What is early stage skin cancer?

Early stage skin cancer refers to cancerous change confined to the skin’s surface or a localised area, before spread to lymph nodes or other organs. The in situ stage, where abnormal cells remain within their tissue of origin, represents the earliest and most treatable form.

How is early stage skin cancer diagnosed?

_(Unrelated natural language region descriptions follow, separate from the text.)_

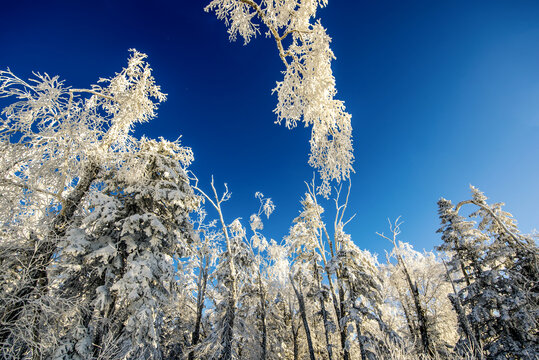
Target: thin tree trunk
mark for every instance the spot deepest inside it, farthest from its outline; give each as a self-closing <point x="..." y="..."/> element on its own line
<point x="44" y="252"/>
<point x="203" y="280"/>
<point x="263" y="317"/>
<point x="421" y="315"/>
<point x="343" y="332"/>
<point x="324" y="313"/>
<point x="361" y="342"/>
<point x="303" y="313"/>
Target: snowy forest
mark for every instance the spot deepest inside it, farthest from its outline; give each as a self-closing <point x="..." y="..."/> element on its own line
<point x="111" y="247"/>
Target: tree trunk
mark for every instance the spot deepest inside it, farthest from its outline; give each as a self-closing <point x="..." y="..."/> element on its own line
<point x="203" y="279"/>
<point x="44" y="252"/>
<point x="324" y="313"/>
<point x="303" y="313"/>
<point x="263" y="318"/>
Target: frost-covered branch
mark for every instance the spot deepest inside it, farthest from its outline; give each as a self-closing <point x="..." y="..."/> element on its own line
<point x="307" y="92"/>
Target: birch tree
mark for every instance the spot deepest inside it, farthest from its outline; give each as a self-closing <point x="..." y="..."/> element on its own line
<point x="54" y="142"/>
<point x="307" y="92"/>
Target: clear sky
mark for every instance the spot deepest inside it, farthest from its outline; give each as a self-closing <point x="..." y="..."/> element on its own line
<point x="443" y="94"/>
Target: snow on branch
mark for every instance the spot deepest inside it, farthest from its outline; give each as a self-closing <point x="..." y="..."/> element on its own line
<point x="307" y="92"/>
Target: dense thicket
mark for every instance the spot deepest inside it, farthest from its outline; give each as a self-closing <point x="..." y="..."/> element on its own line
<point x="107" y="251"/>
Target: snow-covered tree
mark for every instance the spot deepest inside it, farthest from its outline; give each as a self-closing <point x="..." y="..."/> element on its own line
<point x="120" y="260"/>
<point x="418" y="283"/>
<point x="307" y="92"/>
<point x="54" y="142"/>
<point x="499" y="288"/>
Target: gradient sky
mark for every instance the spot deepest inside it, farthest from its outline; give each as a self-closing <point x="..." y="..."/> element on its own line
<point x="443" y="94"/>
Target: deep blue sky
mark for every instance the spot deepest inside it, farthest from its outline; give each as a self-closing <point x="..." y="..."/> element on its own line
<point x="443" y="94"/>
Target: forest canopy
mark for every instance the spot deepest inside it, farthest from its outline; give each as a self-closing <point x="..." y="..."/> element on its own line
<point x="112" y="248"/>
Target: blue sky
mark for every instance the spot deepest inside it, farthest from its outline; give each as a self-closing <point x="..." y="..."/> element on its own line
<point x="443" y="94"/>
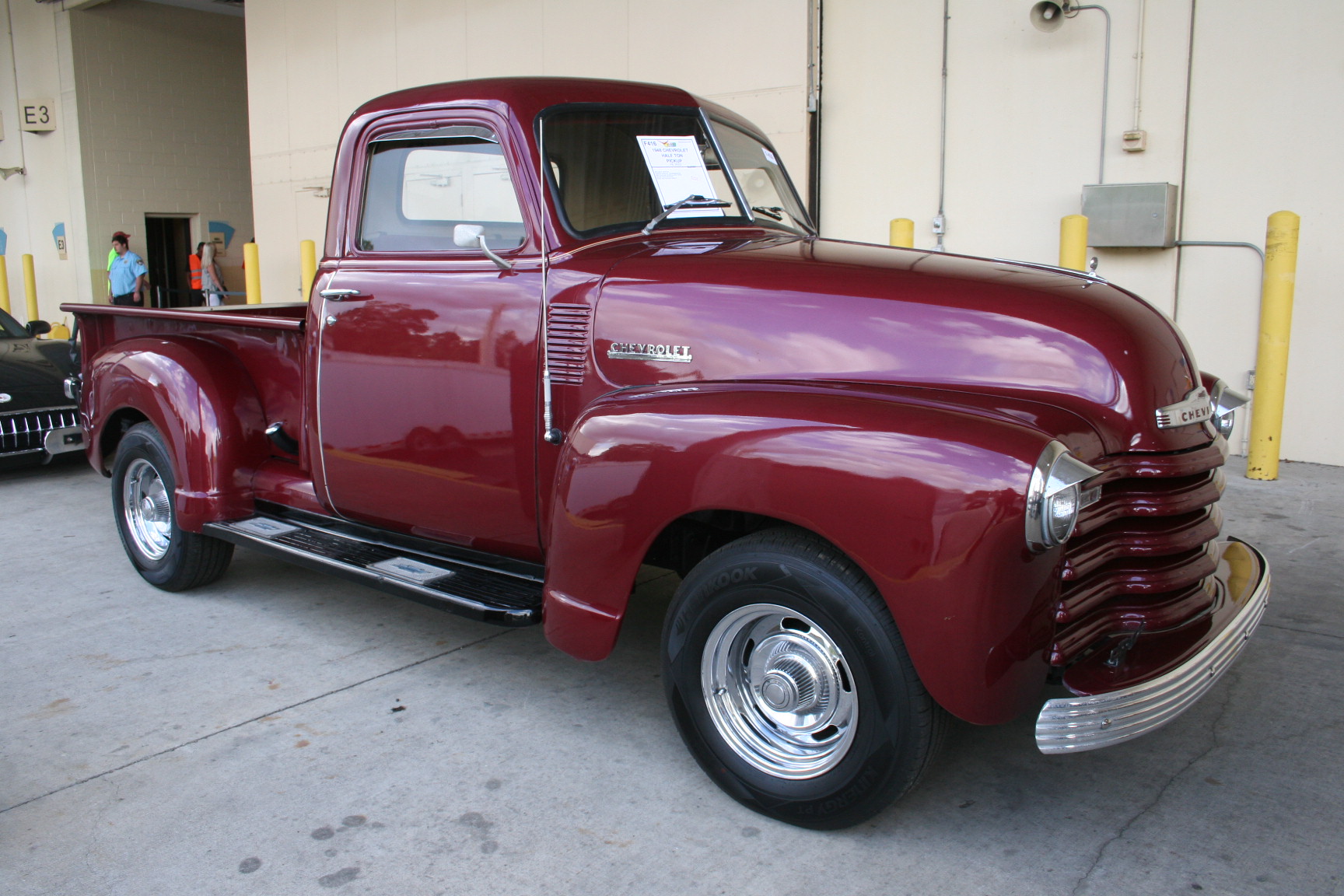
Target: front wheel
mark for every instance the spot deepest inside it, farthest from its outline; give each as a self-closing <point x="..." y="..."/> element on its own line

Diagnosis is confirmed by biopsy. An excisional biopsy that captures the full depth of the lesion and its margins is preferred, as it provides the most accurate information for staging and treatment planning.

Is early stage skin cancer curable?

For most patients, yes. Localised melanoma carries a 5-year survival rate exceeding 99%, and nonmelanoma types such as BCC and SCC in situ are routinely cured with appropriate surgical or non-surgical treatment.

What is the difference between Mohs surgery and standard excision?

Mohs surgery examines 100% of the surgical margin in real time during the procedure, allowing complete confirmation of clear margins before the wound is closed. Standard excision uses sampled sections examined after the operation, which means a second procedure may be needed if margins are involved.

How often should I have skin checks after treatment?

Most patients are advised to attend clinical skin checks annually or every six months, depending on their individual risk profile, alongside monthly self-examination at home. Your treating clinician will recommend a schedule based on your cancer type, treatment received, and skin type.